Documentation
¶
Overview ¶
Package ingest - semantic code chunker. Splits code files into meaningful chunks for memory and retrieval, using AST-based parsing for Go, indentation-based parsing for Python, regex-based parsing for TypeScript, and blank-line splitting as a fallback.
Package ingest implements dual-stream memory ingestion. Based on MAGMA (arxiv:2601.03236) and GAM (arxiv:2604.12285).
Yaad is a memory layer — it does NOT call LLM APIs directly. Yaad stores, retrieves, and organizes memories.
Fast path (sync): non-blocking — store node + temporal edge, return immediately. Slow path (async): background goroutine — heuristic causal inference, entity linking.
Index ¶
Constants ¶
This section is empty.
Variables ¶
This section is empty.
Functions ¶
func EstimateTokens ¶
EstimateTokens provides a rough token count estimate.
Types ¶
type Chunk ¶
type Chunk struct {
ID string
FilePath string
StartLine int
EndLine int
Content string
Type string // "function", "class", "method", "import", "type", "const", "module"
Name string // symbol name
Language string
TokenEstimate int
ParentChunk string // ID of parent (e.g., class for a method)
}
Chunk represents a semantically meaningful unit of code.
type Chunker ¶
Chunker splits source files into semantic chunks.
func (*Chunker) AddOverlap ¶
AddOverlap adds lines of overlap from the previous chunk to the start of each chunk.
func (*Chunker) ChunkFile ¶
ChunkFile detects the language from path extension and dispatches to the appropriate language-specific chunker. Falls back to generic line-based chunking.
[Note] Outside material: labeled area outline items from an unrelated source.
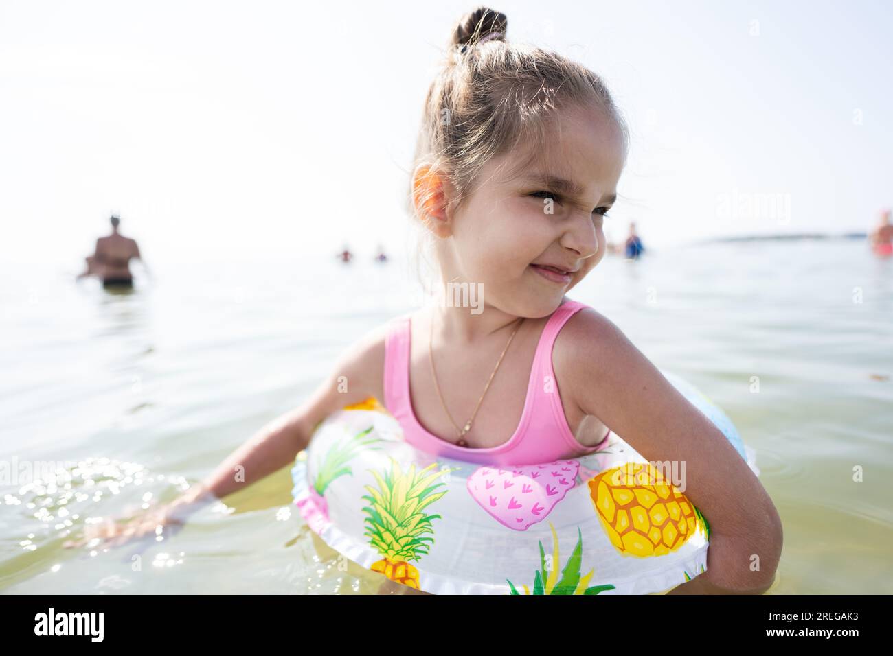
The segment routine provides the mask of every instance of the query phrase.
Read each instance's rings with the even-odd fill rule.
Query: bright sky
[[[2,0],[0,258],[79,267],[111,212],[150,266],[403,249],[424,94],[474,6]],[[890,3],[493,6],[627,116],[609,236],[864,231],[893,205]]]

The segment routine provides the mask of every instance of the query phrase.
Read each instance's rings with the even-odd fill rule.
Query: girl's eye
[[[558,194],[553,194],[551,191],[534,191],[530,195],[535,198],[554,198],[555,203],[561,203],[562,197]],[[601,216],[607,216],[608,210],[610,207],[597,207],[592,213],[600,214]]]
[[[539,195],[540,194],[543,195]],[[530,195],[537,198],[554,198],[556,202],[561,202],[561,196],[557,194],[553,194],[551,191],[535,191]]]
func (*Chunker) MergeSmallChunks ¶
MergeSmallChunks combines adjacent small chunks (< MinChunkTokens) into larger ones, respecting type boundaries (don't merge a function into an import).
type DualStream ¶
type DualStream struct {
// contains filtered or unexported fields
}
DualStream manages fast + slow path ingestion.
func (*DualStream) Remember ¶
func (ds *DualStream) Remember(ctx context.Context, in engine.RememberInput) (*storage.Node, error)
Remember is the fast path: stores node + temporal edge synchronously, then enqueues slow-path work (heuristic causal inference) asynchronously.
func (*DualStream) Stop ¶
func (ds *DualStream) Stop()
Stop gracefully shuts down the slow-path worker.